The point of my opinion is that vaccination can be a powerful intervention for two broad purposes and the government must balance the two and prioritise the ‘tactics’ of vaccination. Is it not foolish to have the weapon but not know the target to fire?
As for shortage, is it not obvious that vaccines and their volumes are under human control and both are therefore ‘man-made’? Vaccine shortage is due to lack of planning. Fail to plan and you have planned to fail…. Think of all those above 65 who have died of Covid-19 in April 2021, while we had promising vaccines available in November-December 2020. Is this not a tragedy of our own making? Rules are made for a purpose. When a rule obstructs the purpose, a neutral agency, such as a Task Force, should make a decision....
The two broad purposes of vaccination are: one, protection of individual lives (medical prevention) and two, curtail the spread of disease (public health control of disease). In April 2021, we saw that vaccination was not purposed for either objective. When we see fast spread in some places, some style of “ring vaccination” could slow the spread within and outside such places. But who is competent to design innovative approaches, especially in a milieu where purity of intentions do not match up with competence to design ring vaccination and to monitor its success or failure?
Did vaccinating those above 45 help in infection control?

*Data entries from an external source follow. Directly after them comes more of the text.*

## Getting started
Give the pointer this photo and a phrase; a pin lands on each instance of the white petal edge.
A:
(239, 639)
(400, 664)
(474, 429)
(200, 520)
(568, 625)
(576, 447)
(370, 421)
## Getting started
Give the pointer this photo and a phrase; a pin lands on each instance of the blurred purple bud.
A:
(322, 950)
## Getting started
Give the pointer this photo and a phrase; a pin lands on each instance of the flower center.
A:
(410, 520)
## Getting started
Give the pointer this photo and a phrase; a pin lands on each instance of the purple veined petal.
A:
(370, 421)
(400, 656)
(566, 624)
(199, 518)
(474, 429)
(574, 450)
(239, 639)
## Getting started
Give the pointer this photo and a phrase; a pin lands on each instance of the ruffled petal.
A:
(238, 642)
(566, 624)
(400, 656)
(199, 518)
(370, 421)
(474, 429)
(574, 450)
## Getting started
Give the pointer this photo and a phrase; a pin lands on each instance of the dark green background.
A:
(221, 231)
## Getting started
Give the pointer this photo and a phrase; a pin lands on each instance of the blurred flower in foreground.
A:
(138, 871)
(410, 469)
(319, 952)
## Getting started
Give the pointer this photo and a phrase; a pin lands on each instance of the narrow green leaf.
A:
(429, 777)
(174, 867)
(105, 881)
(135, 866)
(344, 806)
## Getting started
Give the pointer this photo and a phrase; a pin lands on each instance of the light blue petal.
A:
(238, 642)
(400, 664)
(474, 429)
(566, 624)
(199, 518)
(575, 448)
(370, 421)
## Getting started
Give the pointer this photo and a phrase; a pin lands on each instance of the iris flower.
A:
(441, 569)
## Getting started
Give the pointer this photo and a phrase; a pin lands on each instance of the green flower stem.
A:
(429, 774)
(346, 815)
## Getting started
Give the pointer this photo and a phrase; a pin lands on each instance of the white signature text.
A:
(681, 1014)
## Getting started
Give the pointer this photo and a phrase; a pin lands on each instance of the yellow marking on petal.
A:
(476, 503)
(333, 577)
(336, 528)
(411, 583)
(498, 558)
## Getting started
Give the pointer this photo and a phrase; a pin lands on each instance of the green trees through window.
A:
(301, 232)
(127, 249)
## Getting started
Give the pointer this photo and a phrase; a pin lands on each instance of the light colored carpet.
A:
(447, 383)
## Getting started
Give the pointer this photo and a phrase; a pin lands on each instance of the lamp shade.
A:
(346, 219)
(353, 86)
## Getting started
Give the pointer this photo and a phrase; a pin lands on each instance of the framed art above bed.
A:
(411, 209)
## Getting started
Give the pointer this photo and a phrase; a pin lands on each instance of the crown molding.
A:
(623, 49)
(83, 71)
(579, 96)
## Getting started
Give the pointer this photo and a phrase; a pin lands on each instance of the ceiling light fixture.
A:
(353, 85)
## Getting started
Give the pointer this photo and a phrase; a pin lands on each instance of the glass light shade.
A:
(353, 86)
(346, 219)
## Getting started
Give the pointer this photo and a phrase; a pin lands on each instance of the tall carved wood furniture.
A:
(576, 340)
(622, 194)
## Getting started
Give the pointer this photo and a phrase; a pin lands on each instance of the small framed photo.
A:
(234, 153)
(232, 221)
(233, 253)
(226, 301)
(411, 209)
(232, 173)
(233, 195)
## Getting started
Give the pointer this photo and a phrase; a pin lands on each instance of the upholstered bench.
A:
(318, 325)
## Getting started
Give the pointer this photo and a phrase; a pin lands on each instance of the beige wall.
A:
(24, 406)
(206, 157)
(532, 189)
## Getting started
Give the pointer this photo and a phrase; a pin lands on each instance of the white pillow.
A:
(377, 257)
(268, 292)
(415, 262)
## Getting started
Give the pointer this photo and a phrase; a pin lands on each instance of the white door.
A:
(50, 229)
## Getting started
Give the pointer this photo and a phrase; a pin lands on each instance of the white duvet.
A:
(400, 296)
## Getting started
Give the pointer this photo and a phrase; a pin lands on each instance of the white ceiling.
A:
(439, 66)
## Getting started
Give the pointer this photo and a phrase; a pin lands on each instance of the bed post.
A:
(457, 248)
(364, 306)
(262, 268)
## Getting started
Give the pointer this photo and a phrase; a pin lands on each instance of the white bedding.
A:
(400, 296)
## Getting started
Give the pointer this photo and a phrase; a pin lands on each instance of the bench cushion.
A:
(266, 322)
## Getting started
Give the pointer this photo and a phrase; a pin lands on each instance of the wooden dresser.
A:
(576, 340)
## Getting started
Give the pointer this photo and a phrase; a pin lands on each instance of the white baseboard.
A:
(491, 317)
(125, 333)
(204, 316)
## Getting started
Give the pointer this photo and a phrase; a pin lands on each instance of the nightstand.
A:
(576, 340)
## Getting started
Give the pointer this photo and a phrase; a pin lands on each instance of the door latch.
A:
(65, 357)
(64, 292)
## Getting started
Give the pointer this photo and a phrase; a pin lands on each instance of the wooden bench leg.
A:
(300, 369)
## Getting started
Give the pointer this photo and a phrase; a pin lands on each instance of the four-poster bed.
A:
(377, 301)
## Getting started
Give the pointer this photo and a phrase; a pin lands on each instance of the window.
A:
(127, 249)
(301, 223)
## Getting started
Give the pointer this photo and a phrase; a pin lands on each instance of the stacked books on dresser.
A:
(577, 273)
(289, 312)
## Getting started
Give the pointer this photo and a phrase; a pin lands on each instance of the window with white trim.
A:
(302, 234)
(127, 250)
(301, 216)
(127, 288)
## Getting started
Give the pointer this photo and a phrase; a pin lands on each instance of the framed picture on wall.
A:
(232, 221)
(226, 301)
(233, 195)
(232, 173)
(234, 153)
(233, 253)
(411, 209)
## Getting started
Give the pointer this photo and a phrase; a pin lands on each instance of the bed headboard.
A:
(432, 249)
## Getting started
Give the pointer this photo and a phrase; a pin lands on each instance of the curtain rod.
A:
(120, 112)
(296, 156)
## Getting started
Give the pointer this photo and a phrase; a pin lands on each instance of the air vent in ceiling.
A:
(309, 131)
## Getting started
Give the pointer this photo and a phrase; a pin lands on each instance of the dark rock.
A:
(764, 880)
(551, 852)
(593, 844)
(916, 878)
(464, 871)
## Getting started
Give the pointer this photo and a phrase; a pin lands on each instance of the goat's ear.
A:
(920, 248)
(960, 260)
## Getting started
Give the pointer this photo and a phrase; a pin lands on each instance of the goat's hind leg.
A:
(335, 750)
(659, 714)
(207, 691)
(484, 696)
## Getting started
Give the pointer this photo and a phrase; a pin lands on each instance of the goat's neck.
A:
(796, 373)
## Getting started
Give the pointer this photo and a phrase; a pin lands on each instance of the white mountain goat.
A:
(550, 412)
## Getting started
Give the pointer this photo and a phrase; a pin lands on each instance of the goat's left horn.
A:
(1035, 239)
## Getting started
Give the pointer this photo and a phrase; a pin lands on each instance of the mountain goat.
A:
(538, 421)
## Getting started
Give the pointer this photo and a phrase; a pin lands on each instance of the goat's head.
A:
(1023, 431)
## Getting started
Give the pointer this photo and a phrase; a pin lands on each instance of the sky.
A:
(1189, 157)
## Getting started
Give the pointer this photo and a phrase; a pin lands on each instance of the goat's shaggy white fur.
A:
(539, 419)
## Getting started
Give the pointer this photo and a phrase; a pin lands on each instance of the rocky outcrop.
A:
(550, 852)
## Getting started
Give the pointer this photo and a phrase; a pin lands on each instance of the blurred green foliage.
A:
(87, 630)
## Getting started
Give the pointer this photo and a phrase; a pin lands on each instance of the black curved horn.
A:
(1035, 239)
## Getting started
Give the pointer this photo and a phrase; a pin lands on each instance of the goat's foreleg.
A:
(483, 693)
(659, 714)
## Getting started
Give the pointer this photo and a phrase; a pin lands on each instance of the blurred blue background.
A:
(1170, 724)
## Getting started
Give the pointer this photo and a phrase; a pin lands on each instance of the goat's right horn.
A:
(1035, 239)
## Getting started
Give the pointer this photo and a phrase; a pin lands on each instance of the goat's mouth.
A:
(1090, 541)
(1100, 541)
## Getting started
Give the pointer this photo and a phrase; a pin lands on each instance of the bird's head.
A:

If we know that virus transmission is driven by those above 45, then this approach will work. But, are not those below 45 also links in the chains of transmission? Where did the cut-off of 45 come from? Many have asked me if that cut-off was to protect libido in the male and to avoid vaccinating menstruating women. Having said that, if a big majority of those above 45 were vaccinated, surely the virus spread would have slowed down, because we know those above 45 are also links in the transmission chains. A rough calculation tells me that they constitute only 30 per cent of total population. Thus, age cut-off of 45 does not make sense for infection control, but it is appropriate for death-prevention because it would cover all senior citizens and most with comorbidities.
How long do Covid-19 antibodies last in your body once you get infected?
When we say antibodies, remember it is not one entity, but a mixture of several entities. Even against spike protein, some antibodies are against a specific region (epitope) such as S1 or S2 or RBD (receptor-binding domain, but no other epitopes). Some antibodies are against ‘matrix protein’ and not against spike. Vaccine manufacturers use ‘virus neutralisation’ antibody assay that is not available commercially. In general, antibodies are known to wane with time, about 50 per cent in six months, but neutralising antibody seems to survive longer. T-cell immunity, important for disease-prevention, is quite long-lasting, but there is no easy test for it. With vaccination we can ‘manipulate’ immune response and even hyper-immunise, if the vaccine biology permits.
When will life return to normal? How long will we need to wear masks?
That is more an emotional and philosophical question than all the others. We need cultural leaders and philosophers to guide us back to the so-called “normal life.” But in India, only religious differences, party politics, cricket and cinema seem to be valued but not philosophy and not even science with its truth-seeking nature. It seems as a culture we do not value even the morality of justice and equity. You can check on the numbers of persons of various categories who are given national recognition and awards. Are scientists celebrated in India? So, I keep asking myself: Do we want to go back to the pre-pandemic lifestyle and world-view or have we learned some lessons on life, society and values that enable us to design a better style of living?
As for mask-wearing, look at Israel -- once infection is controlled with a national vaccination programme covering the majority, we can go around showing our faces and seeing the faces of others.
Election results are out; was it worth the huge losses of life due to the second wave? If the very government appointed to protect citizens turns against citizens’ best interests, we have no haven of protection to hide in.